The new Jaguar XF, made in Birmingham, West Midlands |
An $18 million business incubator is to be established in Daventry,
Northampton, in the East Midlands. The initiative, the Innovation
Construction Development (ICoN), will accommodate 60 businesses, and is
being funded by the University of Northampton and the East Midlands
Development Agency (emda). As well as research facilities and a conference
centre, ICoN will have close links with the Universities of Nottingham,
Loughborough, Leicester and Lincoln.
The UK’s National Centre for Zoonosis Research, dedicated to the study of
animal-borne human diseases, has opened at the veterinary campus of the
University of Liverpool, in North West England. Funded by the Northwest
Regional Development Agency (NWDA), the Zoonosis Centre is a collaboration
involving the University of Lancaster, the Health Protection Agency (HPA)

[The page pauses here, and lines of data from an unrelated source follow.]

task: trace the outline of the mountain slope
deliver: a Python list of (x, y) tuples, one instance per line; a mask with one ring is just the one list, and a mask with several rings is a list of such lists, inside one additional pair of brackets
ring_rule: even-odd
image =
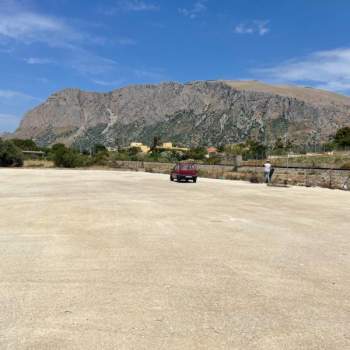
[(326, 141), (350, 125), (350, 98), (322, 90), (256, 81), (135, 85), (110, 93), (67, 89), (28, 112), (15, 136), (42, 145), (150, 143), (154, 136), (184, 145), (255, 138), (270, 144)]

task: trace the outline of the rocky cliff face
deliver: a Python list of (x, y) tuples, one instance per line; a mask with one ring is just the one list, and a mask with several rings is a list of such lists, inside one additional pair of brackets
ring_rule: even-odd
[(154, 136), (194, 146), (288, 137), (326, 141), (350, 125), (350, 97), (259, 82), (138, 85), (110, 93), (67, 89), (28, 112), (15, 136), (39, 144), (150, 143)]

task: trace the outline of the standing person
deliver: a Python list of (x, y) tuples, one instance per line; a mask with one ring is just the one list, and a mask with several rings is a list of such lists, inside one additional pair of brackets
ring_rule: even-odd
[(264, 164), (264, 176), (265, 176), (265, 182), (269, 184), (271, 182), (271, 163), (270, 161), (266, 161)]

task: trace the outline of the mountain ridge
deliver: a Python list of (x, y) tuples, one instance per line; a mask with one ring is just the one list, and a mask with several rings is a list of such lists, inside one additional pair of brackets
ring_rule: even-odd
[(110, 92), (64, 89), (29, 111), (15, 137), (125, 145), (153, 136), (188, 146), (242, 142), (325, 142), (350, 124), (350, 97), (258, 81), (130, 85)]

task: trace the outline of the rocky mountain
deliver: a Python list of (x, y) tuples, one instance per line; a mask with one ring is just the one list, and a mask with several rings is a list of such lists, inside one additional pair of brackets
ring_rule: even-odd
[(298, 144), (327, 141), (350, 125), (350, 97), (257, 81), (199, 81), (135, 85), (109, 93), (66, 89), (28, 112), (15, 137), (57, 142), (195, 146), (287, 137)]

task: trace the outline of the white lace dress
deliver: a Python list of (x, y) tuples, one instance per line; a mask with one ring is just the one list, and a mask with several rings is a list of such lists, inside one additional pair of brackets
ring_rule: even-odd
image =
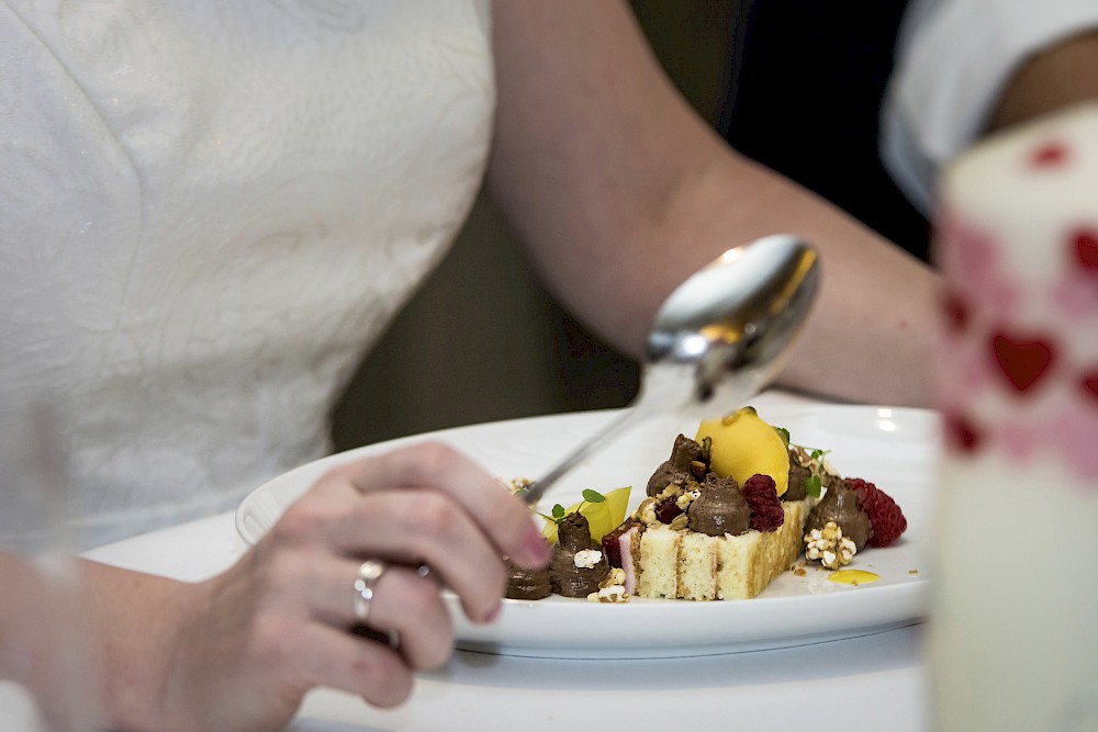
[(64, 405), (82, 545), (325, 452), (480, 184), (489, 24), (478, 0), (0, 0), (0, 395)]

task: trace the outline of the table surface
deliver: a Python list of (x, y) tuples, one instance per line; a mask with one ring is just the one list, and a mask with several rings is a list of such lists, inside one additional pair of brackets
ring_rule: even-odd
[[(246, 551), (232, 513), (102, 547), (108, 564), (200, 581)], [(727, 655), (629, 661), (519, 658), (457, 651), (411, 699), (377, 710), (310, 694), (288, 730), (929, 728), (920, 624), (860, 638)]]

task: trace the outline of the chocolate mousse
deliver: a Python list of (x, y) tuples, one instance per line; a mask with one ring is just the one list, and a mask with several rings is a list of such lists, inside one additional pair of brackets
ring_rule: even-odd
[(652, 477), (648, 478), (647, 493), (660, 495), (672, 483), (682, 485), (687, 480), (702, 480), (709, 469), (709, 438), (697, 442), (685, 435), (675, 438), (671, 458), (664, 461)]
[(540, 600), (552, 594), (549, 567), (530, 570), (507, 563), (507, 589), (504, 597), (513, 600)]
[(557, 527), (557, 543), (549, 562), (552, 590), (564, 597), (586, 597), (598, 592), (598, 583), (609, 574), (606, 555), (591, 538), (587, 519), (569, 514)]
[(858, 494), (841, 483), (829, 487), (824, 498), (808, 514), (805, 533), (809, 533), (813, 529), (822, 529), (828, 521), (834, 521), (842, 529), (842, 534), (854, 542), (858, 551), (861, 551), (873, 536), (870, 517), (862, 510), (862, 502)]
[(705, 476), (702, 493), (691, 503), (686, 516), (691, 531), (710, 537), (735, 537), (751, 526), (751, 508), (739, 485), (733, 478), (714, 473)]

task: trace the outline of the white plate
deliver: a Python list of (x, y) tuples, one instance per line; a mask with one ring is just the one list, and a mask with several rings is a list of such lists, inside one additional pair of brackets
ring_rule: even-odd
[[(789, 430), (795, 443), (829, 449), (845, 476), (863, 477), (892, 495), (908, 519), (893, 547), (866, 549), (852, 568), (879, 575), (860, 586), (827, 581), (809, 568), (775, 579), (750, 600), (691, 603), (632, 598), (600, 605), (559, 596), (505, 600), (491, 626), (468, 622), (452, 596), (457, 647), (504, 655), (560, 658), (638, 658), (716, 655), (852, 638), (919, 622), (928, 601), (923, 549), (929, 542), (931, 478), (938, 454), (938, 418), (927, 410), (869, 406), (768, 406), (760, 415)], [(240, 536), (255, 542), (283, 510), (332, 465), (425, 439), (448, 442), (509, 480), (536, 477), (616, 412), (590, 412), (461, 427), (359, 448), (303, 465), (248, 495), (236, 513)], [(645, 485), (668, 458), (679, 431), (696, 423), (650, 421), (589, 459), (544, 499), (569, 505), (585, 487), (608, 492), (631, 485), (634, 508)]]

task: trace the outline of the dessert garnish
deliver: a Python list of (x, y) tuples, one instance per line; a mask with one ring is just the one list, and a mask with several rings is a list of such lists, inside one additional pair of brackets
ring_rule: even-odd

and the Veterinary Laboratories Agency (VLA). It will investigate new and
emerging zoonotic diseases such as SARS and avian flu, as well as diseases
such as rabies. Around two-thirds of all human infections are transmitted
from animals, both wild and domestic, including most cases of food
poisoning. Dr Chris Parry, medical microbiologist and co-director of the
centre, said: “Antibiotic resistance is a problem in many zoonotic
bacteria, and this complicates the treatment of patients. The Centre
brings together scientists with different backgrounds in order to tackle
not just theoretical issues but very practical problems in disease control
and management.”
A new business support website has been launched to promote Lancashire in
North West England. The site, at www.makeitlancashire.com, offers
directories of accessible funding, business support and a searchable
database of 3,000 commercial locations and properties, together with
contact details for the county’s local authorities. Also in Lancashire,
the Asahi Glass Company of Japan has opened a new plant in Wyre, its first
outside Japan to manufacture the ETFE polymer. The opening of the plant –
attended by His Excellency the Japanese Ambassador, Yoshiji Nogami –
marked the completion of an initial $50 million investment by Asahi, which
has created 20 full-time jobs. Finally Panopticons, an ambitious project
to put a series of landmark sculptures on the Pennine hills around East
Lancashire, won an award in the Totally Inspired! category of Art 07 in
October. The Panopticons sculptures – located at Burnley, Blackburn,
Haslingden and Wycoller Country Park in Pendle – are intended to symbolise
the area’s renaissance.

Panopticons in Lancashire, North West England. Clockwise from top left:
Halo (picture Nigel Hillier);
Colourfields (Ian Lawson); Atom (Karen Williams); Singing Ringing Tree
(Gayle Knight).
International contact centre
twenty4help, based at the Watermark in Gateshead, North East England, is
looking to recruit an additional 150 staff as it expands in the region.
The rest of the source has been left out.